Увы, подколки Тома и возмущения его подпевал укрепили во мне убеждение: «Мне непозволительно знакомиться с представителями роскошного образа жизни. Я буду чужой им!». Тогда во мне бушевали комплексы, предположения невозможности найти родственную душу в том, кого тоже отвергают. Я потерял надежду на спасение от убийственной скуки.
Проснулся тогда во мне зверь. Тот зверь, который побитый жизнью, потерял свет чьей-либо ласки и понимания. Тот, которым руководят инстинкты и терпение пресного существования. Я корил себя зато, что так и не смог прислушаться к своей мятежной душе. В то же время я стал спать.

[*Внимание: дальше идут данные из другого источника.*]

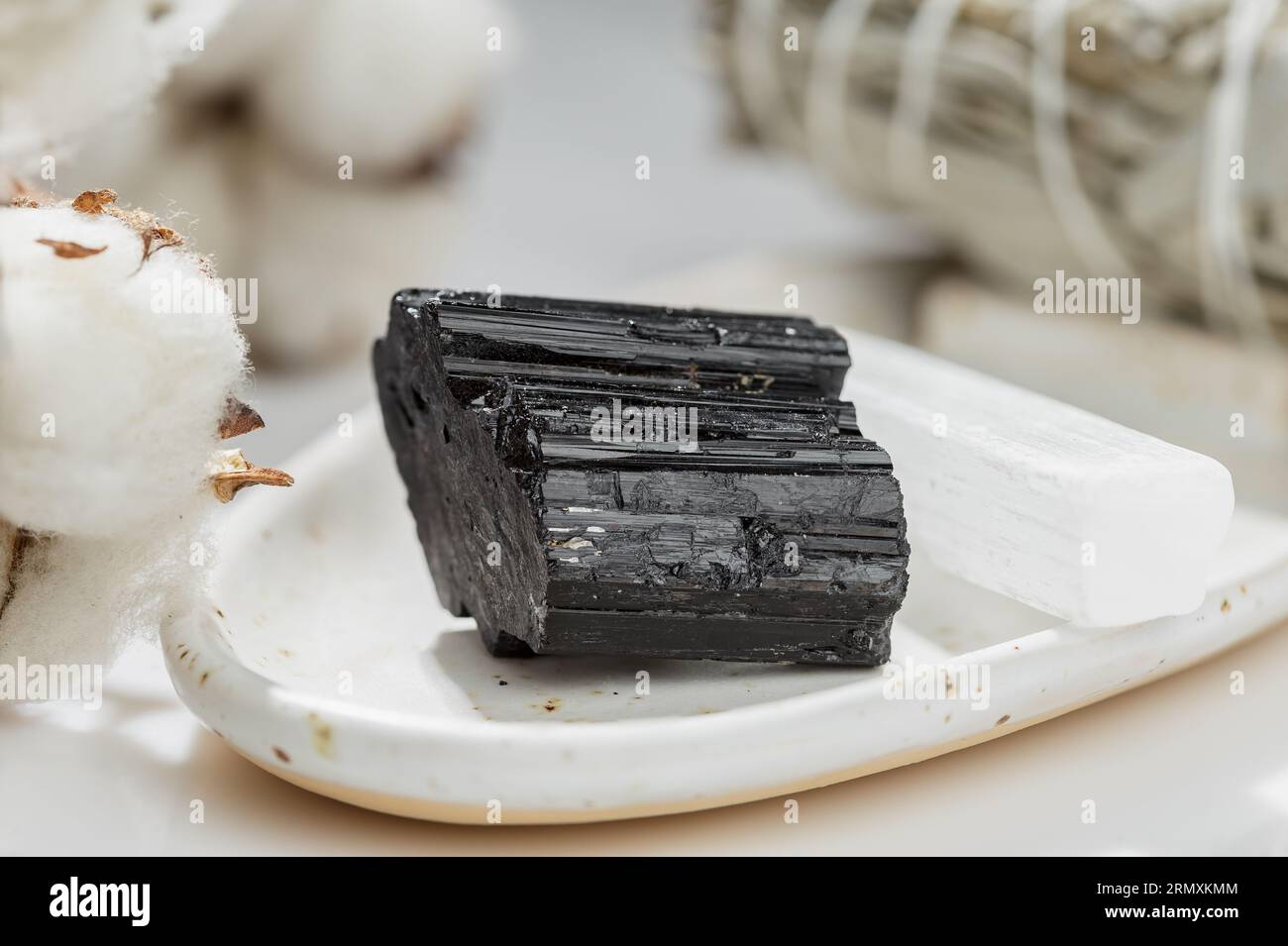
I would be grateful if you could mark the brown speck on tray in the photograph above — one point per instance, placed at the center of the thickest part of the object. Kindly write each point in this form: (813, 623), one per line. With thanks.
(322, 736)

Меня натолкнула в один день мысль об уходе. Уходе от холода, осточертелого окружения, мучительной обязанности бороться. Мне вдруг пришла в голову мысль, что слаще и полезнее всего для меня будет лечь, заснуть и замерзнуть (условия были подходящие).
Между прочим, я был абсолютно уверен, что принесу пользу, по которой томилось мое существо: своей смертью я спасу жизнь голодным собакам, более тонким и теплым созданиям.

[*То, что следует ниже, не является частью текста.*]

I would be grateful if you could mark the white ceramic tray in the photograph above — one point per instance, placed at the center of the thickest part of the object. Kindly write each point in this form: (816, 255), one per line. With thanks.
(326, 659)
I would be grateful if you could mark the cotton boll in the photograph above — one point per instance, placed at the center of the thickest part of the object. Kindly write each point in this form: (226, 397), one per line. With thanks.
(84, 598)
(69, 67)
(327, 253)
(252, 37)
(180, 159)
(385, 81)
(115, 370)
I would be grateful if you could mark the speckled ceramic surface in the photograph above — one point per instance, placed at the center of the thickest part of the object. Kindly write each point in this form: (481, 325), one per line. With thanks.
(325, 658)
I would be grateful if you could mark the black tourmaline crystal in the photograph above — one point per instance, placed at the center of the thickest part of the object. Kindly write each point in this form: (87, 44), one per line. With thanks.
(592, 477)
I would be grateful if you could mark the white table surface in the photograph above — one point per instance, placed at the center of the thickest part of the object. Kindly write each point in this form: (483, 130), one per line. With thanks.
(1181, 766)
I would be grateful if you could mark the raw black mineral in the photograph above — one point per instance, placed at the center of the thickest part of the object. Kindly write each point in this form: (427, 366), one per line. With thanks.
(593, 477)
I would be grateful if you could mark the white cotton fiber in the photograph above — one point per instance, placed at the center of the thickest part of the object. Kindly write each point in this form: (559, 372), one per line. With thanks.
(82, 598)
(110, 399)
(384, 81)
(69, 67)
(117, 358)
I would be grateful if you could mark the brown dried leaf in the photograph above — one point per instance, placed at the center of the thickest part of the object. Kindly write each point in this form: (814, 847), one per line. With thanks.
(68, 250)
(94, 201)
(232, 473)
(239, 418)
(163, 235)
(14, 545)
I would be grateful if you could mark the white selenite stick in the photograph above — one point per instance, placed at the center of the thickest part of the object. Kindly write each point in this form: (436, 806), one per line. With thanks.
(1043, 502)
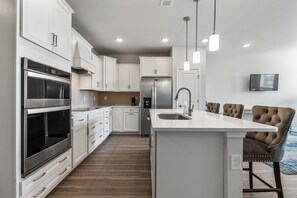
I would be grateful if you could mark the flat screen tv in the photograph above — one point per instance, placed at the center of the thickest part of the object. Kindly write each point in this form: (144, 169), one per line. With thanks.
(263, 82)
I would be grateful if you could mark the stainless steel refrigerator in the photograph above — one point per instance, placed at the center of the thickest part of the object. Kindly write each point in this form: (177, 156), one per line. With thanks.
(155, 93)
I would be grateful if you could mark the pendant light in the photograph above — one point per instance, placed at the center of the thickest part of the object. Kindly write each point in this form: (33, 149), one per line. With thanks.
(187, 63)
(214, 39)
(196, 54)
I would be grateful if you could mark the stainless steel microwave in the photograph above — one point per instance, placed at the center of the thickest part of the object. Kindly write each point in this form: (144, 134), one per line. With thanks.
(44, 86)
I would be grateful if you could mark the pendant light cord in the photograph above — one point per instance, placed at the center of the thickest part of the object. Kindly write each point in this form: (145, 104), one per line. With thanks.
(196, 26)
(187, 40)
(215, 15)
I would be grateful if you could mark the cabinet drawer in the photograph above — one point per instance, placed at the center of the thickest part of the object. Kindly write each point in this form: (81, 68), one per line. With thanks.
(79, 119)
(33, 181)
(44, 188)
(95, 115)
(127, 110)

Все взвесив, я попрощался мысленно с соседями, откинувши настилки, пустил ветер охлаждать мое пустое, смерзшее от усталости и накатывающего безразличия, сердце; задремал, как вдруг…
…Донесся чей-то мягкий голос: «Вы дрожите, Вам помочь?». Лениво я придумал мысль, с которой решил отмахнуться от этого типа, мешавшего моей кончине. Я приготовился крикнуть: «Не твое дело! Иди, куда идешь!»; открыл глаза и потерял дар речи: надо мною склонилась девушка в пышном, небесно красивом платье, с почти белоснежными волосами и голубыми, чистыми, как капля, глазами. Я почти не слышал ее слов: «Меня зовут Элиз…Но Вы голодны! Хотите, я Вас угощу?».

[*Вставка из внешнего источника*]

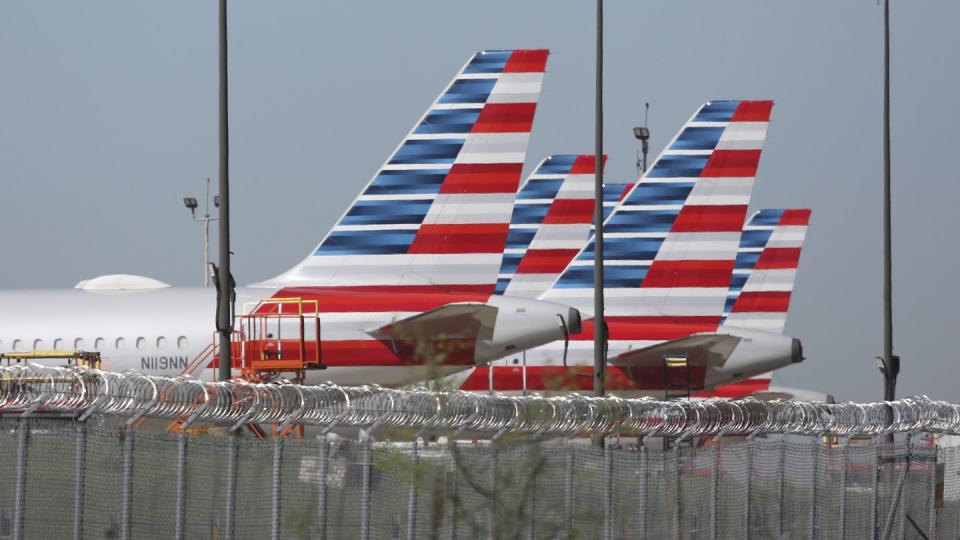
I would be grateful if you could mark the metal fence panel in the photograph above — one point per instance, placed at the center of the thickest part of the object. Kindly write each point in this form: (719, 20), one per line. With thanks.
(787, 487)
(798, 495)
(948, 515)
(860, 492)
(48, 490)
(921, 483)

Я спрашивал себя лишь об одном: «Почему это светлое и нежное создание явилось мне? Кто это? Уж не ангел ли сжалился и прилетел за мной, или я с ума сошел от мороза?..». Тем временем перед моими глазами мелькнула тонкая ладошка с аппетитно пахнущей булкой.
Чувствуя себя последним дикарем, я схватил булку и торопливо начал жевать. Сейчас я понимаю, почему так поступил: Элиз была моим спасением.
Она оказалась заботливой и искренней. Я слышал, как она поделилась следующим: «К сожалению, я немного имею. Часть имущества я потратила на помощь бедным и животным, другую послала в помощь родным. Я мало зарабатываю, но обязательно накоплю Вам на квартиру, Вы же без крова».
Опять вступил я в борьбу с нахлынувшим чувством вины перед этой кроткой и чистой девушкой. Чтобы отвлечься от этой борьбы, я спросил, одновременно выпаливая все восхищение этим небесным созданием: «Вы такая добрая, такая внимательная! Вы, наверное, врач?». Убаюкивающий голос ответил: «Нет, Вы ошибаетесь! Я – « ночная бабочка» ». Далее последовало указание на соседний публичный дом.
Душа, чувствующая какую-то духовную высоту Элиз и летящая к этой высоте, словно упала в глубину и разбилась о камни. Я не верил своим ушам. Шок опять навязал моему рассудку разочарование и мысль о том, что лучше бы я сейчас умер и спас собак.
Я слышал и противные окрики путан, зовущих Элиз, и саму хозяйку, направляющуюся к ней, и приветствующие взмахи руками Софи и Кэтрин. А нежный ангел бережно положил возле меня большой кусок пиццы и, пообещав вернуться «после работы», устремился к публичному дому.
Я только тогда понял: надо мною теперь ДРУГОЕ небо – яркое, светлое. Даже Том стал казаться мне просто несчастным человеком, который достоин гуманности. Забылись все обиды и оскорбления его «элиты» и укусы собак. Ощущалась радость от того, что кто-то еще высокий и сияющий другими гранями.
Моя душа с нетерпением ждала момента, когда вернется Элиз и мое существо может вновь прикоснуться к ее необъятному миру добра и открытости. Боль прошла: эта девушка не может быть ограниченной шлюхой, которая живет лишь материальной стороной своей профессии. Это создание наверняка знало тайну и истинное предназначение даже такой низменной профессии, как жрица любви.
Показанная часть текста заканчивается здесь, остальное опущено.